Reminder of “Why Julia?”

In the 2021 Stack Overflow Survey, Julia was the 5th most loved language. This was ahead of other languages commonly used in actuarial contexts, such as Python (6th), R (28th), C++ (25th), Matlab (36th), or VBA (37th).

There are three main reasons to consider using Julia:

  1. The language itself offers expressiveness, pleasant syntax, and less boilerplate than many alternatives. Multiple dispatch is a programming paradigm that is an evolution of object-oriented approaches that’s more amenable to a wide range of programming styles, including functional and vectorized approaches. It affords Julia code a high level of composability and is what makes the Julia ecosystem so powerful.

  2. High performant Julia code, instead of needing libraries written in C/Cython/etc. For lots of problems, especially “toy” problems as you learn a language, the speed of Matlab/Python/R is fast enough. However, in real usage, particularly actuarial problems, you might find that when you need the performance, it’s too late1

  3. The language, tooling, and ecosystem is very modern, mature, and powerful. A built-in package manager, packages that work together without needing to know about each other, differentiable programming, meta-programming (macros), first-class GPU/parallel support, and wide range of packages relevant to actuarial workloads.
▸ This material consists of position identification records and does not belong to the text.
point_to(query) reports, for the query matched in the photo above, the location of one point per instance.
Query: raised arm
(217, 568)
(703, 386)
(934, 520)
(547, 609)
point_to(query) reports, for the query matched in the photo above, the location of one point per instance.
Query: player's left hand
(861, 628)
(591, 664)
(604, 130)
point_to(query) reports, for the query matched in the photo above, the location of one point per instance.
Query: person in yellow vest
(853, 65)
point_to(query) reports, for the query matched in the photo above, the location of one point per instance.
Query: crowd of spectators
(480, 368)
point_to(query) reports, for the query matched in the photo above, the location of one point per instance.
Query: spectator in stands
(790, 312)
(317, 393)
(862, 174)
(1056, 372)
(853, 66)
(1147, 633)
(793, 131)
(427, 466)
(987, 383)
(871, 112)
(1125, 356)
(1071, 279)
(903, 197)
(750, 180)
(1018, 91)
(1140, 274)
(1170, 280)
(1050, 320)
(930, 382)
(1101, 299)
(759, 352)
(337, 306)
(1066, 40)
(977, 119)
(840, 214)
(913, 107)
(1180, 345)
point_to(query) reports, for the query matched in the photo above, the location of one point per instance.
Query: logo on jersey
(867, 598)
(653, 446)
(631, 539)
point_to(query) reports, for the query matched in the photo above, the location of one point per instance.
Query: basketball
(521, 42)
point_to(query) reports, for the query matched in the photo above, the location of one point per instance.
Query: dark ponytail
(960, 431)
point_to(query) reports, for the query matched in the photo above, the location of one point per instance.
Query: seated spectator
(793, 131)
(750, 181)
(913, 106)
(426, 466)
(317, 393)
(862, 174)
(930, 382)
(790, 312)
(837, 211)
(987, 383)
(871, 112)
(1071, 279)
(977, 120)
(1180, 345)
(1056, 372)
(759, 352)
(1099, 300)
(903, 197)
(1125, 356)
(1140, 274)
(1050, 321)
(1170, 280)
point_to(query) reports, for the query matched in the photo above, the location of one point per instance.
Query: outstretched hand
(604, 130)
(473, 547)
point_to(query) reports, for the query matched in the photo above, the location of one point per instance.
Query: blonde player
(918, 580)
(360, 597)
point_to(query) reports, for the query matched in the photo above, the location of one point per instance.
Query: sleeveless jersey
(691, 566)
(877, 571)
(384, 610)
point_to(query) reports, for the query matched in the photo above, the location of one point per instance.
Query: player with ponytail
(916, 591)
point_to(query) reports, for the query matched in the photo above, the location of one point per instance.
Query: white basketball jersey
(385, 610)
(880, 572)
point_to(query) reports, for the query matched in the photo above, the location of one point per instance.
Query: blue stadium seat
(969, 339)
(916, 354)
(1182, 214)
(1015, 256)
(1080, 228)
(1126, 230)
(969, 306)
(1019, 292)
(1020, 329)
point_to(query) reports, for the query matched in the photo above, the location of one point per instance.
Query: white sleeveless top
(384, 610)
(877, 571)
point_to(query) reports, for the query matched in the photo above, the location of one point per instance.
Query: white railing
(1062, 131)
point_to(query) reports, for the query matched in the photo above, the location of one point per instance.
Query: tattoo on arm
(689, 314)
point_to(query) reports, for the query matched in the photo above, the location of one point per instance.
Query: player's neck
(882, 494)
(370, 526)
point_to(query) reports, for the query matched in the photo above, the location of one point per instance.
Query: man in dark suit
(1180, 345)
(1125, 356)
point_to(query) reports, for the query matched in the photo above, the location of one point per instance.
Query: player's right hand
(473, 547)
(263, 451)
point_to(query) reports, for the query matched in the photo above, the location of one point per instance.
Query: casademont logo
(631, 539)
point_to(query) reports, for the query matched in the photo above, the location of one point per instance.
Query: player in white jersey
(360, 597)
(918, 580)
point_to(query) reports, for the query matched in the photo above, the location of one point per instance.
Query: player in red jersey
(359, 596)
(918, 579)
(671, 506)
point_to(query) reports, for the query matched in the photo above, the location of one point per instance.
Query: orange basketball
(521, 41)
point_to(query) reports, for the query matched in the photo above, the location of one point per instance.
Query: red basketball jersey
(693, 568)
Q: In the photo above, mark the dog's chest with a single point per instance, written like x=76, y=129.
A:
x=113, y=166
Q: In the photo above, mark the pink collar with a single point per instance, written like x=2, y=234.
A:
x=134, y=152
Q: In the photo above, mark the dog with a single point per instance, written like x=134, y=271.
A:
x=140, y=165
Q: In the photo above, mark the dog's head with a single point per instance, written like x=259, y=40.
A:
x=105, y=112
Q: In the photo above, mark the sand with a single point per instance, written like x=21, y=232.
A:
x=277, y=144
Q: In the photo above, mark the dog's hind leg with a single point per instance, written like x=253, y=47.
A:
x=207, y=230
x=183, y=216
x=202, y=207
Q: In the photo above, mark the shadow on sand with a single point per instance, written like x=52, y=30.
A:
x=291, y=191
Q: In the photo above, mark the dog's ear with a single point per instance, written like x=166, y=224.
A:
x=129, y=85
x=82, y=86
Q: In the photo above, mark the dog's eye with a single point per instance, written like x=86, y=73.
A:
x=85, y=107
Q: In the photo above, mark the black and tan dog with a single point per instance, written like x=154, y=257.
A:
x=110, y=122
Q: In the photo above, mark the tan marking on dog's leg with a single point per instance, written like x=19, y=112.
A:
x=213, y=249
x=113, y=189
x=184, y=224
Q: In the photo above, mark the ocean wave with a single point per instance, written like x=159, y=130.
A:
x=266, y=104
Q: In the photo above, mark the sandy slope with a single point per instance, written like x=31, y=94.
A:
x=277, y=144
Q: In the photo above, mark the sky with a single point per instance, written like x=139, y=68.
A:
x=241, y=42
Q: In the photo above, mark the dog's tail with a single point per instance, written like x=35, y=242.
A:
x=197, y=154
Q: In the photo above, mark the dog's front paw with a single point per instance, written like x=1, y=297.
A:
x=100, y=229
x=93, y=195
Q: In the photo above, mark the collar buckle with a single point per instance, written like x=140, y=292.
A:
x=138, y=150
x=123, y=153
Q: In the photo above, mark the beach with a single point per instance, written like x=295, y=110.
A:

More detail of why Julia works so well in actuarial contexts was discussed in the prior article, Julia for Actuaries. The rest of this article is going to focus on getting oriented to using Julia, and the next article in the series will introduce actuarial packages available.

The language itself

Julia is a high level language, with syntax that should feel familiar to someone coming from R, Python, or Matlab. This article is too short for a true introduction to the language. Fortunately, there’s a ton of great references online, such as:

Julia code is compiled on-the-fly, generating efficient code for the specific data that you are currently working with. This is kind of an in-between of a fully interpreted language (like pure Python or R) and a complied language like C++ which must compile everything in advance.

Born of a desire to have the niceties of high level languages with the performance of low level compiled code, there are many built-in data structures and functions related to numerical computing like that used in finance, insurance, and statistics.

If you just want a quick introduction for beginners, Julia For Data Science is a great resource with easy, digestible tutorials. If you want a ground-up introduction, the e-book Think Julia starts simple and builds up. If you prefer to learn-by-example: the interactive, free, online course Introduction to Computational Thinking by MIT will have you working on everything from data science to climate modeling.

Lastly, JuliaAcademy.com has a number of free courses that introduce the language via data science, machine learning, or “for nervous beginners.”

Spotlight on Features

A full introduction to the language is beyond the scope of this article. There are two features we’d like to highlight here, which exemplify powerful features not available in other languages. These might sound a little technical at first, but as Paul Graham describes in his essay, Beating the Average, it is hard to see what you might be missing until you get experience with it.

Multiple Dispatch

Multiple dispatch is the term for deciding which function to call based on the combination of arguments. Taking an example pointed out by data scientist Brian Groenke2 of a simple ordinary least squares implementation:

ols(x,y) = inv(x'x)x'y

# alternatively, one can write this using matrix division:
ols(x,y) = x \ y

“This very naive implementation already works for any appropriately sized x and y, including the multivariate case where x is a matrix or multiple-target case where y is a matrix. Furthermore, if x and y have special types [e.g diagonal or sparse matrices], we get the potentially optimized implementations [of the different combinations] for free.”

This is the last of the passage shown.